Tuesday, August 21, 2012

Old Mazatlan renovated and christened

www.sfgate.com
Christine Delsol
Friday, August 17, 2012




My first glimpse of Mazatlan capped a grueling 900-mile drive down the length of Baja on the just-completed Highway 1, followed by an overnight ferry across the Gulf of California. From a beach where hordes of pelicans casually milled about our feet, the city's palm trees and outdoor restaurants and boats dotting the Pacific waves were my idea of Xanadu.

Cancun was still on the drawing boards then, but after numerous visits to Mazatlan over the years I still wonder why they bothered. Mazatlan's newer Zona Dorada has high-rises, Señor Frog's and T-shirt shops if you require them, but its soul resides in the district where the city was born, now renovated and christened Old Mazatlan.

Plazuela Machado, the original Spanish settlement, brims with street theater, art exhibits and parades. Restaurants and bars move their tables into the street at night, and live music spills from every other doorway. The elegant Angela Peralta Theater is the city's cultural center, hosting a steady schedule of symphony, dance and choral performances.

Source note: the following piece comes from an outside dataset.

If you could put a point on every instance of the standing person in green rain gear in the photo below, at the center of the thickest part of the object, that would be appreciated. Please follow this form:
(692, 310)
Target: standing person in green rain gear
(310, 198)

I could easily spend all my time around this little plaza, but I usually manage a hike to the hilltop lighthouse and a walk down Olas Altas, the monument-studded seafront boulevard, with frequent detours down the stairs to the beach. When the mood strikes, I'll hail a pulmonia, the city's unique open-air taxi, to visit other beaches and neighborhoods. And that's why I keep coming back: Old Mazatlan combines the cultural pleasures of a colonial city and the sybaritic diversions of the beach, all in one easily walkable district.